If you love seafood this street food is pure heaven.
Above, candied strawberries! If you think candy apples are good you have to try these.
These are spiral cut potatoes. Crisps on a stick! (For the US readers, crisps are what you call potato chips.)
I didn’t feel compelled to try this one and no-one suggested it – maybe next time?
Where else could you find a drive through handbag store?
From here we drove about thirty minutes to our next stop – Shifen waterfall. There are lots of waterfall in Taiwan, so it would be possible to do a dedicated waterfall tour. This was just a taster.
From here we went to Shifen Village.
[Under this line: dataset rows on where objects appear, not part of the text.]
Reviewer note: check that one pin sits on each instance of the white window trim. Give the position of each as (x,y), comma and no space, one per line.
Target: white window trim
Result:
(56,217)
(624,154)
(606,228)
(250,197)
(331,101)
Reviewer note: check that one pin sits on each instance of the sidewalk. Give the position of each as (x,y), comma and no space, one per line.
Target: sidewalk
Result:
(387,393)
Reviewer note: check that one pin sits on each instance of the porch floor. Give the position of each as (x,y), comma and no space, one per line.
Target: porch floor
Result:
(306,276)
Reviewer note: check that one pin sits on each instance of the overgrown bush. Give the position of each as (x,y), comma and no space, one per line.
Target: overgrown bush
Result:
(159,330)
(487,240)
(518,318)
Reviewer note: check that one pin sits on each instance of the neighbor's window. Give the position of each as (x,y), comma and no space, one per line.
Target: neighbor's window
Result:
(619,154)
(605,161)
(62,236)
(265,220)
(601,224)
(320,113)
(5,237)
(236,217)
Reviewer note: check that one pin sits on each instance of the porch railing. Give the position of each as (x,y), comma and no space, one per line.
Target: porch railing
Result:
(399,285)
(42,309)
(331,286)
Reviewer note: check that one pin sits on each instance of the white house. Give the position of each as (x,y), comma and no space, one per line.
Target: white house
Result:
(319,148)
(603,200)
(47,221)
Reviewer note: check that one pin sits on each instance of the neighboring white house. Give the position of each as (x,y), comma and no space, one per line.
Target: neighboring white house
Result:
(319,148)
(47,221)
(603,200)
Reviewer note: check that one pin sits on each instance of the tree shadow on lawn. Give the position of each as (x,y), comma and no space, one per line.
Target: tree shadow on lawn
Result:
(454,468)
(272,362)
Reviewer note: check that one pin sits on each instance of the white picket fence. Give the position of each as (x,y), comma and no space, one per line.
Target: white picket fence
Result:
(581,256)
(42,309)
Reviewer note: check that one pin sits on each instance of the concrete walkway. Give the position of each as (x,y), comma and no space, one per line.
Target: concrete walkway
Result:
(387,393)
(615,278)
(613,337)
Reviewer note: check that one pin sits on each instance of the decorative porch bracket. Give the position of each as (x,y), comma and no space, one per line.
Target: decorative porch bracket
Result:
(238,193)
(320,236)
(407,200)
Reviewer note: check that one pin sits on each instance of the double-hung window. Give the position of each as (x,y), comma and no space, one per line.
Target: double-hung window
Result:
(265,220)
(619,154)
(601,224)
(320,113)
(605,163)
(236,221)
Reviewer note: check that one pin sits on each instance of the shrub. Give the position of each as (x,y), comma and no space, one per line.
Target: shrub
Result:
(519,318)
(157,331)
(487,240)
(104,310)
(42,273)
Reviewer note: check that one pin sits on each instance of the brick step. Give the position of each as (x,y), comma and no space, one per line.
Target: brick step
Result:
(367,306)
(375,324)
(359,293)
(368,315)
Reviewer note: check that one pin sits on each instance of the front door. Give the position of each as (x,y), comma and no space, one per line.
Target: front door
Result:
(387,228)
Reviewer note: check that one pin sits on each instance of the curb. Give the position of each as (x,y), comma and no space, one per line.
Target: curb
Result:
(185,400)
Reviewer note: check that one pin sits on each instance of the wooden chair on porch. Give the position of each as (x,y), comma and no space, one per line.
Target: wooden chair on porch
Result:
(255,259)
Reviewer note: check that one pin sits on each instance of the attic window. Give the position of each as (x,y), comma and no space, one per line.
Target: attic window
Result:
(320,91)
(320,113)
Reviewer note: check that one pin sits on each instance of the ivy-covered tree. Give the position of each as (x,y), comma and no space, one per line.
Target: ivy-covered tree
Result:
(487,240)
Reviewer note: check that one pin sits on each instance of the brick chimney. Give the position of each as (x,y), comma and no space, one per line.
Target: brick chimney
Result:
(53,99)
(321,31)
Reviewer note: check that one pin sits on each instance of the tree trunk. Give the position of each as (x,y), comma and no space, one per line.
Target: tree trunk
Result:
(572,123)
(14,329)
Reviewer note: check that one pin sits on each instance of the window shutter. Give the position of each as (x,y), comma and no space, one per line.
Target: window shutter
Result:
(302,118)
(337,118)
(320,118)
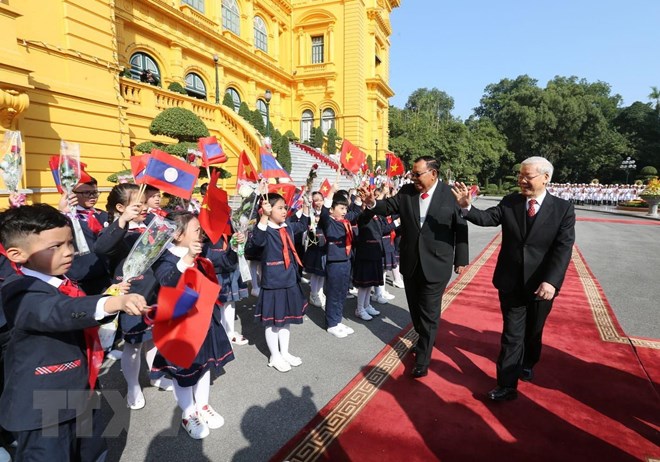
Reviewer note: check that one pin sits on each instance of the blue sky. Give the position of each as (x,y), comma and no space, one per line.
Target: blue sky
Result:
(462,46)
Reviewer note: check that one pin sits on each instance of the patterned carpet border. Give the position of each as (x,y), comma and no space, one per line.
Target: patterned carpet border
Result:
(608,328)
(329,428)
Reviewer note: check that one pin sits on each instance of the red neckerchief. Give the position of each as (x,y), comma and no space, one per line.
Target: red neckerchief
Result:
(287,244)
(94,348)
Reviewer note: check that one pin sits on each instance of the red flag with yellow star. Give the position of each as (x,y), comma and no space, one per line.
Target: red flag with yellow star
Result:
(394,165)
(215,210)
(286,190)
(326,188)
(351,157)
(246,171)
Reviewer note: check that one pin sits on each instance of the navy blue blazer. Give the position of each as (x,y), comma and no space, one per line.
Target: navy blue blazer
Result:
(47,353)
(273,273)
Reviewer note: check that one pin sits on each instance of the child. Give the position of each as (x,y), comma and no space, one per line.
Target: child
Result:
(232,287)
(281,299)
(339,240)
(192,386)
(314,258)
(127,216)
(52,359)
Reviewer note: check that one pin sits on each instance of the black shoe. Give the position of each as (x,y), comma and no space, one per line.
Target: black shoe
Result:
(420,371)
(503,393)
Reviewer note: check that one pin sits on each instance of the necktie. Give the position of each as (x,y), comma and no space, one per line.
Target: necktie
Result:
(531,211)
(94,349)
(287,245)
(349,235)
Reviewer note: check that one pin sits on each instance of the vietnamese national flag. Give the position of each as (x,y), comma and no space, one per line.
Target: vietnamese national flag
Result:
(138,166)
(394,165)
(351,157)
(211,150)
(170,174)
(270,167)
(325,189)
(215,210)
(246,171)
(286,190)
(182,317)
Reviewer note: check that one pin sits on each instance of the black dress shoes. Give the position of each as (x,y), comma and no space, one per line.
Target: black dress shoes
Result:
(420,371)
(503,393)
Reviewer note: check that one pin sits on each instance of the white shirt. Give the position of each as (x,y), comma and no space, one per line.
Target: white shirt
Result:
(57,282)
(424,203)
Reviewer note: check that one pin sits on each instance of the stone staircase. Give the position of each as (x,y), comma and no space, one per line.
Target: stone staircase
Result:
(302,159)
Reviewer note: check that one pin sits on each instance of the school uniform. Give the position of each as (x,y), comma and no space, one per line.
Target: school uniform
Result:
(46,370)
(216,350)
(91,270)
(225,263)
(368,268)
(281,299)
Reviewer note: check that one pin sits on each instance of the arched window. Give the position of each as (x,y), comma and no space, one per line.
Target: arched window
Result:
(141,65)
(195,86)
(261,105)
(231,17)
(306,125)
(260,34)
(235,97)
(327,120)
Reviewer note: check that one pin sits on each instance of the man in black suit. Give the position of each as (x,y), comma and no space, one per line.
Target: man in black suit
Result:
(434,238)
(538,233)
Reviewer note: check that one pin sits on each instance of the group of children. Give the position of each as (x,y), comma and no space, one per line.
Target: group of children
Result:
(53,301)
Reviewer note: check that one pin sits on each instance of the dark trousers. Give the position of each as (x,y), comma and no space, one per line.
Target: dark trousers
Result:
(338,276)
(66,444)
(521,341)
(424,302)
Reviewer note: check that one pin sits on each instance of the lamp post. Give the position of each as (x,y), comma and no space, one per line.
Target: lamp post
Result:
(627,165)
(268,96)
(216,58)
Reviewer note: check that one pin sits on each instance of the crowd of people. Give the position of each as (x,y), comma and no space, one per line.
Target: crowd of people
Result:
(54,299)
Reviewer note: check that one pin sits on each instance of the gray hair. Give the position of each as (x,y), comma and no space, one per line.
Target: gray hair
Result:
(543,165)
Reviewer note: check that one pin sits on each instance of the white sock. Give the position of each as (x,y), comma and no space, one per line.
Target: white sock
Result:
(227,314)
(363,297)
(202,389)
(184,398)
(284,334)
(130,366)
(272,340)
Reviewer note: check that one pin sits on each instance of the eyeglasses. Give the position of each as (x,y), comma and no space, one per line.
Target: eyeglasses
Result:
(88,193)
(417,175)
(528,178)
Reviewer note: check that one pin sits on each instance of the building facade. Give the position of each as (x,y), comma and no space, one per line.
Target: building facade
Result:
(97,72)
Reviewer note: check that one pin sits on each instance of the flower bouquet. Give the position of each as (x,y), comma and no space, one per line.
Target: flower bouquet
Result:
(149,247)
(69,169)
(12,160)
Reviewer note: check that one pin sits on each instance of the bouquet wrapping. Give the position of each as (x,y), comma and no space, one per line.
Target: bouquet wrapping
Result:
(69,169)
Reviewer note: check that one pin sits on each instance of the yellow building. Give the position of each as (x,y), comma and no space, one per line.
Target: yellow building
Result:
(76,70)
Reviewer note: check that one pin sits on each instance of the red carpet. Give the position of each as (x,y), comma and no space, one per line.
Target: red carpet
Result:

Oh My goodness I could have spent a weekend here. It was so quaint and you felt like you’d stepped back in time. The village was built on a railway track and people were releasing lanterns from the tracks.
I asked if these would start fires and was told that while the flame is going the latern has lift, so it doesn’t land until the fire is out. The physics made sense to me.
We went into a store to buy one. You have to write your wishes on the lantern. They gave us a paint brush and black paint and we set to work. While we were doing this, we heard a loud engine sound and a whoosh. A train had just passed literally inches from the door of the shop. I’d assumed that the tracks were no longer in use what with all the commotion on them but not so! I ran out and managed to get a picture of the train as it disappeared out of the village.
Back on track, quite literally we sent our wishes to the heavens – not least of which was that we’d have many good adventures together in the future.